Aleviler bir inanç grubu değildir. Aleviliği halen pek çok sol, sosyalist, devrimci parti, kurum, aydın, yazar dâhil çoğunlukla egemen sömürgeci sistemlerin tarifi ve tanımıyla bilmekte ve algılamaktadır. Oysa Alevilik ne bir dindir, ne bir mezheptir, ne bir inanıştır. Bunu anlamak için milyonlarca kaynağa, belgeye gerek yok. Çok değil üç tane Alevinin evine gidin inceleyin ne bir din, ne bir mezhep, ne de bir inanç sahibi olan bir aile ya da kişi göremezsiniz. Geçmişten günümüze kadar gelen çeşitli toplantı ya da bir araya gelerek ortaklaşılarak yapılan hiçbir şey bir din, mezhep ya da inanışa ait değildir. Burada tek tek ceme, Allah-Muhammed-Ali üçlemesine, on iki imamlara, muharrem orucuna, dede, dedebaba geleneğine, semaha, deyişlere ve daha pek çok kavramı kimilerine göre din, mezhep, inancı çağrıştıran ne var ise bunların esasında özünde doğru bir perspektifle incelendiğinde hiçbir inanışla ilgili olmadığı görülecektir.

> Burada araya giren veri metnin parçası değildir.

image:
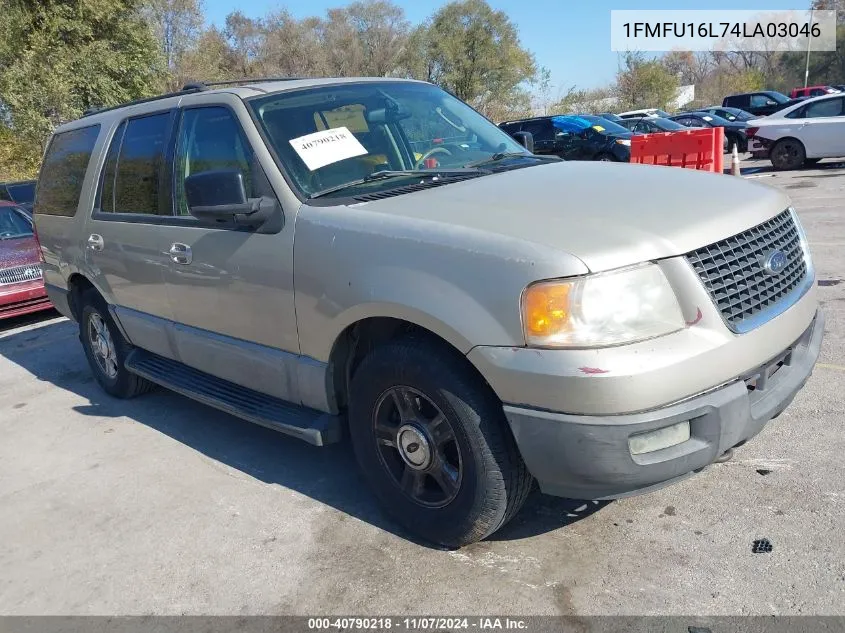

Aleviler komüncüdür. Bunu çok iyi incelemek gerekiyor. Komüncü olmaları her dönem egemenler tarafından soykırıma uğramalarına neden olmuştur. Devletsiz, sınırsız, sınıfsız bir toplum sistemine en yakın düşünce sistemidir Alevilik. Alevi önderleri, Alevi katliamları, Alevi sürgünleri tarihsel, sosyolojik, bilimsel, kültürel olarak incelendiğinde bunu anlamak çok zor değildir. Kaldı ki çeşitli Alevi kesimleri ısrarla Aleviliğin bir inanç vs olduğunu iddia etseler de geçmişten günümüze kadar hiçbir egemen devlet, hiçbir egemen sınıf, hiçbir egemen inanç sistemi Alevileri din, mezhep, inanç olarak kabul etmedikleri gibi ezen, sömüren, eşitliksiz, düzenlerinin en büyük düşmanının Aleviler olduğunu bilirler. Her türlü yasal ya da yasadışı düzenlemelerini, uygulamalarını Alevilerin inkâr ve imhası üzerine kurarlar bunun içinde kaynak belge arayanlar için onlarca katliam dosyası açık net olarak arşivlerdedir.
*
Aleviliği tek başına Dersim’e sıkıştırmak hem Dersim’e hem de diğer pek çok Alevi bölgelerine haksızlıktır. Alevilik sadece Dersim’de katledilmemiş ya da sadece Dersim’de direnmemiştir. Aleviliğin yaygın olduğu pek çok bölge vardır ve bu bölgelerin hemen hemen hepsinde de katliamlar gerçekleşmiştir ve aynı zamanda buralarda mücadelelerde gerçekleşmiştir. Günümüzde hem sistem tarafından hem de sistemin uzantısı olan sözde alevi kurumların Aleviliği onun felsefesini, düşünce sistemi yaymak, yaşatmak, anlatmak yerine onu mevcut Emevi İslamı içerisinde eriterek zamanla asimile ettiğini asimile edip, edemediğini de katlederek Aleviliği yok olmanın eşiğine sürüklemektedirler.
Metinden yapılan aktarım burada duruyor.